Abstral can increase the effect of medicines that make you feel drowsy (sedatives), including:

• other strong pain-relieving medicines(opioid-type medicines, e.g. for pain and cough)
• certain pain-relievers for nerve pain (gabapentin and pregabalin)
• general anaesthetics (used to put you to sleep during operations)
• muscle relaxants
• sleeping pills
• medicines used to treat
• • depression
  • allergies
  • anxiety (such as benzodiazepines, e.g. diazepam) and psychosis
• medicines containing clonidine (used to treat high blood pressure)

Using Abstral at the same time as sedative medicines, such as benzodiazepines, increases the risk of drowsiness, breathing difficulties (respiratory depression) and coma, and can be life-threatening. Therefore, using Abstral with sedative medicines should only be considered when other treatment options are not possible.

However, if your doctor prescribes Abstral together with sedative medicines, you will need to strictly limit the dose and duration of treatment.

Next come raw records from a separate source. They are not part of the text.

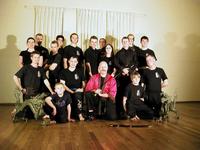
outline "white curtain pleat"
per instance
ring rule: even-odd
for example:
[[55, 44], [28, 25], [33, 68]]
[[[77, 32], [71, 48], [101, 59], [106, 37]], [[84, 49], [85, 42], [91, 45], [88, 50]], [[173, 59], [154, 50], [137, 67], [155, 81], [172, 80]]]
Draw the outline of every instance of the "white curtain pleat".
[[63, 33], [64, 8], [50, 8], [35, 6], [35, 34], [44, 35], [43, 45], [49, 47], [49, 43], [55, 40], [56, 35]]
[[83, 50], [89, 47], [89, 38], [106, 36], [106, 12], [100, 10], [77, 9], [77, 33], [79, 46]]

Tell your doctor about all sedative medicines you are taking and follow your doctor’s dose recommendations carefully. It may be useful to inform friends or family members so they can recognise the signs and symptoms. Contact your doctor if you experience these symptoms.

The risk of some other side effects increases if you are taking certain antidepressants or antipsychotics. Abstral can interact with these medicines and you may experience changes in your mental state (e.g. agitation, hallucinations, coma) and other effects such as body temperature above 38°C, increased heart rate, unstable blood pressure and exaggerated reflexes, muscle stiffness, lack of coordination and/or gastrointestinal symptoms (e.g. nausea, vomiting, diarrhoea). Your doctor will tell you if Abstral is suitable for you.

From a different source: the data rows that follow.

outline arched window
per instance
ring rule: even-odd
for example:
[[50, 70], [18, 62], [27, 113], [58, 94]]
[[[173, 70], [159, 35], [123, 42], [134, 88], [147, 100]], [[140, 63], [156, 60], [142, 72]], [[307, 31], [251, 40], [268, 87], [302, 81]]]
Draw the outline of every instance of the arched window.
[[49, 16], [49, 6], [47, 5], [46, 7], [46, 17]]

Abstral with food, drinks and alcohol

Abstral can cause drowsiness in some people. Do not drink alcohol without consulting your doctor, as it may make you feel more drowsy than usual.

Do not drink grapefruit juice during treatment with Abstral, as it may increase the adverse effects of Abstral.

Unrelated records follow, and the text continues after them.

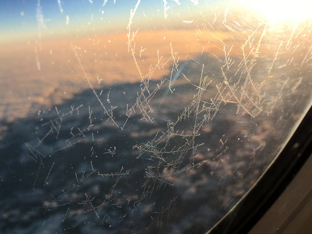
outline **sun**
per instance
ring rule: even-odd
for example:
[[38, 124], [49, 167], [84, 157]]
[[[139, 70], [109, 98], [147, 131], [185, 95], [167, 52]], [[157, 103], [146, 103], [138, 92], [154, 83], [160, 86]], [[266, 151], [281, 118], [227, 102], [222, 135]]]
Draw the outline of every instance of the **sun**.
[[244, 4], [272, 21], [298, 21], [312, 16], [310, 0], [249, 0]]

Pregnancy and breast-feeding

Do not take Abstral during pregnancy unless your doctor has told you to do so.

Fentanyl can pass into breast milk and may cause side effects in the breast-fed baby. Do not use Abstral if you are breast-feeding. You should not start breast-feeding until at least 5 days after the last dose of Abstral.

Ask your doctor or pharmacist for advice before taking any medicine during pregnancy or breast-feeding.

Driving and using machines

Abstral can affect your ability to drive or use machines, as it may impair your mental and/or physical ability to perform such tasks.

If you feel dizzy, drowsy or have blurred vision while taking Abstral, do not drive or operate machinery.

Abstral contains sodium

This medicine contains less than 1 mmol sodium (23 mg) per tablet, i.e. it is essentially “sodium-free”.

3. How to Take Abstral

Before taking this medication for the first time, your doctor will explain how you should take it to effectively treat your breakthrough pain.

Before starting treatment and regularly during treatment, your doctor will also explain what you can expect from using this medication, when and for how long you should use it, when you should contact your doctor, and when you should stop using it (see also section 2).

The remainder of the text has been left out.